I've come to the realization that I am a person who likes to rebel and be self destructive - but in the most fun way possible. I love drinking and smoking; I do it almost every day! And I did it all first semester while getting killer grades (average was 94%, holla!). Unfortunately, school is getting more difficult and, on top of that, I'm taking two more classes than I was last semester. I have partied one night since school started - so I've been good, it's been two weeks of school! - and the next day was NOT pretty. I looked, felt, and smelt like I partied hard the night before. I missed out on buying my uniform and now have to travel far to get it, and I left class early and took a cab home because I thought I would have to run to the bathroom every five seconds.. I think I'm getting older :( I can't handle my booze the same anymore.

 I've been making good life choices since then and not partying quite so much. And then I open my gym textbook (still mad that I have to take fucking gym..) and the first couple of pages are all about the commitments I'm going to make towards better life choices... "becoming a healthier you" and all that jazz. I closed the book immediately. 

Soo I guess I'll have to see how this pans out.. for now, I really have no choice - I'm planning to hibernate until the weather gets better. So when it warms up, then I'll make the commitment, get a gym pass, eat well, stop smoking, and chill out a bit. Until then, it's bad life choices. And I love it.

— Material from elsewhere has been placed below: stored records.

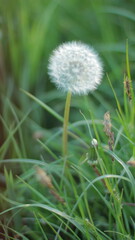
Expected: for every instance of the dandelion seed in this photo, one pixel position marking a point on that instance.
(75, 67)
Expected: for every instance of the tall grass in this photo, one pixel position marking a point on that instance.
(95, 197)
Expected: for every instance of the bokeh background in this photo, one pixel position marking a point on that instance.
(29, 31)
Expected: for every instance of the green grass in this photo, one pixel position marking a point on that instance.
(92, 194)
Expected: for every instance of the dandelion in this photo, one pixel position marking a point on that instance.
(74, 68)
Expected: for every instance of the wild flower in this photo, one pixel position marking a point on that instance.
(75, 67)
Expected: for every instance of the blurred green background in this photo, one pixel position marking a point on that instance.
(29, 31)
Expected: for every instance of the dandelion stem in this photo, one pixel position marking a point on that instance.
(65, 124)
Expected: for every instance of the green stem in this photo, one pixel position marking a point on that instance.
(65, 124)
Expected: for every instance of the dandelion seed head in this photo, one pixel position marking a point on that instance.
(75, 67)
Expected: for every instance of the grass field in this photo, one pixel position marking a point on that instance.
(90, 193)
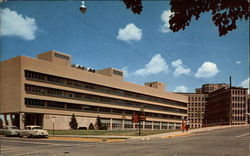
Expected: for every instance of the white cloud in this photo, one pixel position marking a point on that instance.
(156, 65)
(238, 62)
(176, 63)
(245, 84)
(125, 71)
(14, 24)
(130, 32)
(165, 16)
(181, 89)
(207, 69)
(180, 68)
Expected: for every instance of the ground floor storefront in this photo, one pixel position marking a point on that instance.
(61, 122)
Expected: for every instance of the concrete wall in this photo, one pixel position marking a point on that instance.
(10, 85)
(62, 122)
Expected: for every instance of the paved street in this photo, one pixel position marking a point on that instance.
(228, 142)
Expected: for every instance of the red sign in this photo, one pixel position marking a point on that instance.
(135, 118)
(143, 118)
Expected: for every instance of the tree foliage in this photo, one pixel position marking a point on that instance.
(73, 123)
(91, 126)
(225, 13)
(98, 123)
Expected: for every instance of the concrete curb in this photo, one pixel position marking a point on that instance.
(86, 139)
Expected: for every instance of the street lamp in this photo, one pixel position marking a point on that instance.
(53, 121)
(83, 8)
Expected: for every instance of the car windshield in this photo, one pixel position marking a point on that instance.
(36, 128)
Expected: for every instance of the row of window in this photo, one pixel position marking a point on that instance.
(196, 104)
(84, 85)
(62, 56)
(237, 98)
(239, 111)
(70, 106)
(196, 98)
(239, 105)
(88, 97)
(196, 109)
(239, 92)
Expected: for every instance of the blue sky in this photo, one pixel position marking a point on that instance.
(109, 35)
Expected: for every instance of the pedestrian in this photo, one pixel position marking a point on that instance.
(183, 126)
(187, 124)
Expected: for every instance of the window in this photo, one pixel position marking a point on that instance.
(117, 72)
(61, 56)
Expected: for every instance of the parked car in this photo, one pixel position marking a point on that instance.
(9, 131)
(33, 131)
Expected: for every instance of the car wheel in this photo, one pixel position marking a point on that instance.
(30, 136)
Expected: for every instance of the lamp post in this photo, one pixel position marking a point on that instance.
(53, 122)
(83, 8)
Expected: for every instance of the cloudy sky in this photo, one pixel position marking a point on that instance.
(109, 35)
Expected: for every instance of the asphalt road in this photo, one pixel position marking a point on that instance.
(233, 141)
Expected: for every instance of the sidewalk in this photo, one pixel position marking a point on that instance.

Saturday, January 22, 2011

The Dating Thing..

Hmm I am a difficult person to date, I think. Or it's difficult to convince me to date. In my whole history of men, (it's not that long, calm down) I've only actually felt intense love and desire towards two people. One was high school, and therefore I question the validity of my knowledge of love at that time. The other took me by complete surprise and led to my moving to Europe for six months. I have never regretted spending the time and emotion on either of those people. The times that I do regret, however, are the times I tried to care about someone.. when I was 'playing the field' and going on dates with multiple men at once. I feel guilty because at the time I knew that I didn't like any one enough to settle down and date only them.

However, we, as human beings, genuinely need emotional connection. And it's not enough to have good friendships; we need opposite sex emotional connection. I think this is what led society into the state it's in now. Humans, being selfish, choose every day to put their own needs in front of other's. I admit I do it often. We actually desire to feel love for someone, but because that doesn't always happen, we use people under the guise of intimacy.

It's confusing, empty, and unsatisfying. Especially in January/February. I guess the only thing to do is to live for ourselves and our friendships, and try to be selfless. And love.